Business
Bulls return to banks on RBI’s FCNR(B) initiative
Bank stocks were among the top performers last week, with the Bank Nifty gaining 4.25%, outperforming the Nifty’s 1% rise. All constituents of the banking index, barring Yes Bank and PNB, advanced between 1% and 7%.
Analysts said several banking stocks have seen a combination of short covering and fresh long additions in recent sessions, a trend they expect could continue in the coming days. The bulk of the short covering happened in stock futures of the country’s largest lenders, ICICI Bank, HDFC, State Bank of India, Kotak Mahindra and Federal.
RISK REVERSAL: A combination of short covering and fresh long additions in lender stocks signals strong buying sentiment ahead
On Friday, the Bank Nifty jumped 3% to close at 56,814.8, while the Nifty ended 2% higher at 23,622.9.
The RBI’s FCNR(B) deposit rate mechanism is driving long delta additions in banking stocks, said Akshay Bhagwat, associate director – derivatives research at JM Financial Services. Long delta refers to a trade positioning for a stock or index to rise.
“Because this price rally was accompanied by a 3.53% increase in open interest, it confirms a long buildup, indicating that fresh buyers dominate the series moving into next week,” he said.
The central bank’s FCNR(B) measures are essentially aimed at helping banks raise more foreign currency deposits from NRIs at a lower cost. While flows from abroad are expected to support the weaker rupee, banks will be able to offer higher interest rates for these deposits with RBI absorbing hedging costs and easing regulatory requirements.The RBI’s FCNR(B) initiative could emerge as one of the most significant banking liquidity measures in recent years, said Manish Bhandari, CEO and portfolio manager, Vallum Capital.
“We expect the scheme to attract $35-40 billion of incremental inflows, against an existing FCNR deposit base of roughly $30 billion,” he said. “Banks with strong NRI franchises across the Gulf, North America, the UK, Singapore and Australia, extensive overseas networks, trade-finance capabilities and large foreign-currency loan books are likely to be the biggest beneficiaries.”
The measures have sparked one of the sharpest reversals of bearish derivative bets in banks in recent months, as the sector has taken the biggest hit of the foreign investors’ risk aversion to India because of its biggest weights on the stock indices.
“ICICI Bank, Federal Bank, SBI and Kotak Mahindra Bank saw the strongest unwinding, indicating bears exiting positions, while HDFC Bank stands out as the only major bank name showing sustained long additions and fresh bullish participation,” said Chandan Taparia, head of technical and derivatives research at Motilal Oswal Financial Services. He said the sector’s recent strength appears to be driven more by short covering than aggressive long build-up, with HDFC Bank being the notable exception.
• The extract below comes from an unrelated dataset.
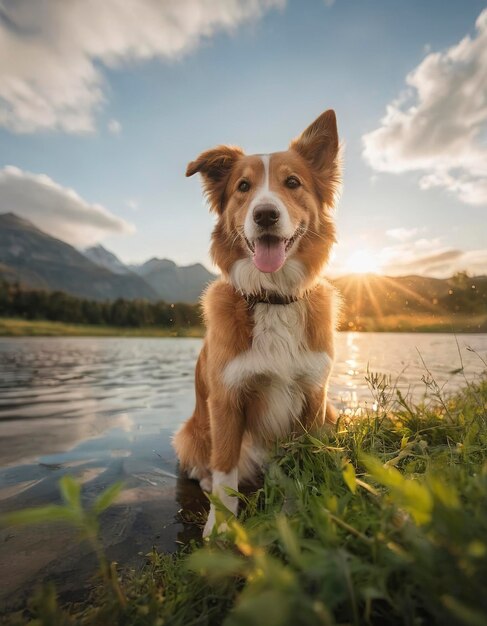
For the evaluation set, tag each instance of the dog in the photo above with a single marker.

Banks’ derivative positioning suggests these stocks could continue to outperform and attract buying interest in the near term, said Dhupesh Dhameja, derivatives analyst at Samco Securities.
Bhagwat expects HDFC Bank, Federal Bank, Kotak Mahindra Bank and AU Small Finance Bank to gain a further 6-8%.
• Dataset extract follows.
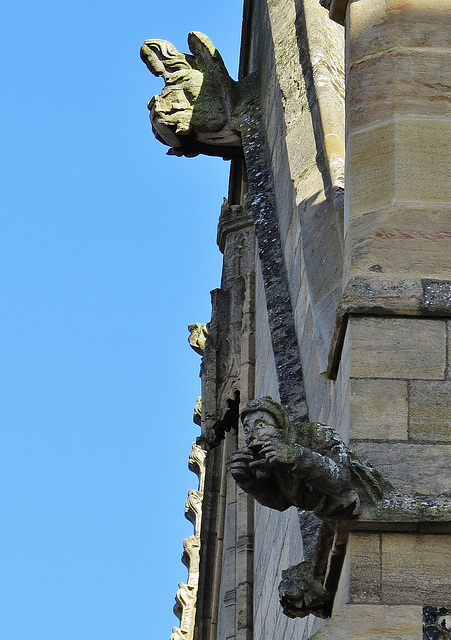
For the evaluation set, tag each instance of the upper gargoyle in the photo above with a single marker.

Traders could be better off by staying away from the current bullish momentum in the stocks.
“The current setup favours a ‘Buy on Dips’ approach rather than chasing momentum at higher levels,” said Dhameja. “Improving put-call ratio (PCR), aggressive put accumulation, strengthening momentum indicators, broad-based participation from both private and PSU banks, and supportive futures positioning indicate that declines are likely to attract buying interest.” He said the bullish structure remains intact as long as the Bank Nifty sustains above 55,500 on a closing basis.